What we got from internet was :
- postgres support csv, txt and other formats not ORC ..
INSERT OVERWRITE DIRECTORY '<Hdfs-Directory-Path>' ROW FORMAT DELIMITED FIELDS TERMINATED BY ',' STORED AS TEXTFILE SELECT * FROM default.foo;
Can any one please help us to find a solution?
This date PostgreSQL on Aurora supports ingestion of data from S3 through the COPY command only from TXT and CSV files.

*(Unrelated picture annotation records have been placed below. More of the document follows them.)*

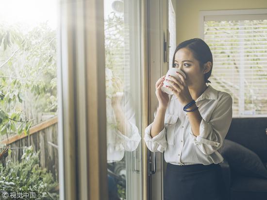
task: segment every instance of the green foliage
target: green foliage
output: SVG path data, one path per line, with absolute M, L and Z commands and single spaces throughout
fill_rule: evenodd
M 5 167 L 0 164 L 0 188 L 14 192 L 35 191 L 36 200 L 59 199 L 59 194 L 53 192 L 57 183 L 52 175 L 39 167 L 39 153 L 29 147 L 20 163 L 8 163 Z
M 0 134 L 28 134 L 38 113 L 57 111 L 55 30 L 0 28 Z
M 119 184 L 117 184 L 117 187 L 118 188 L 118 195 L 121 200 L 126 199 L 126 192 L 125 191 L 125 188 L 122 187 Z

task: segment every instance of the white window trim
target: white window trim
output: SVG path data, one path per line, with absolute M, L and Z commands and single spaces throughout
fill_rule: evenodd
M 199 23 L 199 35 L 204 39 L 204 22 L 212 20 L 262 19 L 266 19 L 267 9 L 221 10 L 200 11 Z

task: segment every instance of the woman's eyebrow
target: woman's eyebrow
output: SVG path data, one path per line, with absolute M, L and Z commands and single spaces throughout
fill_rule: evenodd
M 175 61 L 176 61 L 176 62 L 178 62 L 176 60 L 175 60 Z M 183 60 L 183 61 L 182 61 L 182 63 L 184 63 L 184 62 L 190 62 L 190 63 L 193 63 L 192 61 L 191 61 L 190 60 Z

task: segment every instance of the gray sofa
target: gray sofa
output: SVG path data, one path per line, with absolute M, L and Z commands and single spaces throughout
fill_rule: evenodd
M 267 200 L 267 118 L 233 119 L 219 150 L 229 200 Z

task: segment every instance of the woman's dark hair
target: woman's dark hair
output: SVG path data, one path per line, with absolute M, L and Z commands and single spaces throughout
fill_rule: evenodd
M 210 70 L 204 74 L 205 83 L 211 83 L 210 81 L 208 80 L 208 79 L 210 78 L 211 76 L 212 66 L 213 65 L 212 53 L 208 45 L 200 38 L 191 39 L 190 40 L 184 41 L 179 44 L 177 47 L 176 47 L 173 54 L 172 67 L 175 67 L 174 60 L 176 52 L 177 52 L 179 50 L 184 48 L 188 49 L 192 51 L 195 59 L 199 61 L 200 67 L 203 67 L 205 63 L 209 61 L 211 62 L 211 68 Z

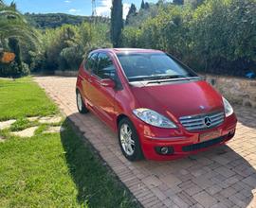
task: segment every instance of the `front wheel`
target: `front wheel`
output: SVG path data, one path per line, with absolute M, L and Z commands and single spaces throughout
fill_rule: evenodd
M 143 158 L 137 130 L 128 118 L 119 123 L 119 141 L 123 155 L 129 161 L 138 161 Z
M 77 107 L 80 113 L 88 113 L 88 109 L 85 107 L 80 92 L 77 90 Z

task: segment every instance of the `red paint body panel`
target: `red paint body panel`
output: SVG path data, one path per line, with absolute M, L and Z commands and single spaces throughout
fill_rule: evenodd
M 178 118 L 186 115 L 209 113 L 215 111 L 224 112 L 222 95 L 204 80 L 187 80 L 149 86 L 132 86 L 129 84 L 123 69 L 116 56 L 123 51 L 139 53 L 162 53 L 145 49 L 100 49 L 96 52 L 107 53 L 116 67 L 122 89 L 107 88 L 101 85 L 101 79 L 84 70 L 82 63 L 77 78 L 77 89 L 81 92 L 87 108 L 93 111 L 115 131 L 118 130 L 118 117 L 127 116 L 135 125 L 139 136 L 140 145 L 145 158 L 150 160 L 172 160 L 193 154 L 200 150 L 185 152 L 184 146 L 199 143 L 202 132 L 220 130 L 225 140 L 234 135 L 237 119 L 235 114 L 225 117 L 220 126 L 201 131 L 188 131 Z M 204 109 L 199 106 L 204 106 Z M 148 125 L 134 115 L 133 110 L 147 108 L 154 110 L 173 120 L 177 129 L 162 129 Z M 230 132 L 232 132 L 230 134 Z M 174 153 L 160 155 L 155 147 L 173 147 Z M 209 148 L 209 147 L 208 147 Z

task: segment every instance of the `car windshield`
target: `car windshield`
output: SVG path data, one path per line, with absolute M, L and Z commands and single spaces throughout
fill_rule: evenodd
M 165 53 L 121 53 L 117 56 L 130 82 L 197 77 Z

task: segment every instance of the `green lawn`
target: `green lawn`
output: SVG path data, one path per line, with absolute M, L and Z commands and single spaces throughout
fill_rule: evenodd
M 61 133 L 40 125 L 31 138 L 10 135 L 39 125 L 27 115 L 52 113 L 59 111 L 30 78 L 0 79 L 0 119 L 18 119 L 0 130 L 0 207 L 137 207 L 67 120 Z

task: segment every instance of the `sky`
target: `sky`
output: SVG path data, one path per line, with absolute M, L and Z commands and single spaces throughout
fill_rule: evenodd
M 4 0 L 10 4 L 13 0 Z M 123 17 L 129 10 L 132 3 L 139 9 L 142 0 L 122 0 Z M 145 1 L 145 0 L 144 0 Z M 18 10 L 29 13 L 68 13 L 74 15 L 91 15 L 91 0 L 14 0 Z M 157 0 L 146 0 L 149 3 L 156 3 Z M 112 0 L 96 0 L 97 15 L 109 16 Z

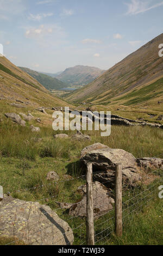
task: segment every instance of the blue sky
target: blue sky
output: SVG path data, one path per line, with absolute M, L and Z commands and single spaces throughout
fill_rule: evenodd
M 161 0 L 0 0 L 0 44 L 37 71 L 108 69 L 162 33 L 162 17 Z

Since your files are in ORC format, you could convert these tiles in either CSV or TXT and then ingest the data. You could do this very easily with Athena, by simply creating a table for your original data and running a SELECT * FROM table query. As explained in the Working with Query Results, Output Files, and Query History page, this will automatically generate a CSV file containing the results. This would not be optimal as you’d pay not only the transform price but also the he storage twice (as original ORC and converted CSV), but it would allow you to convert the data pretty easily.
A better way to do it would instead be to use a service like AWS Glue, that supports S3 as source and that has an Aurora connector. Using this method would give you an actual ETL and even if now you just need the E(xtract) and L(oad), would still leave the door open for any kind of transform you might need in the future.
In this AWS Blog titled How to extract, transform, and load data for analytic processing using AWS Glue (Part 2) they show the opposite flow (Aurora->S3 via Glue), but it should still give you an idea of the process.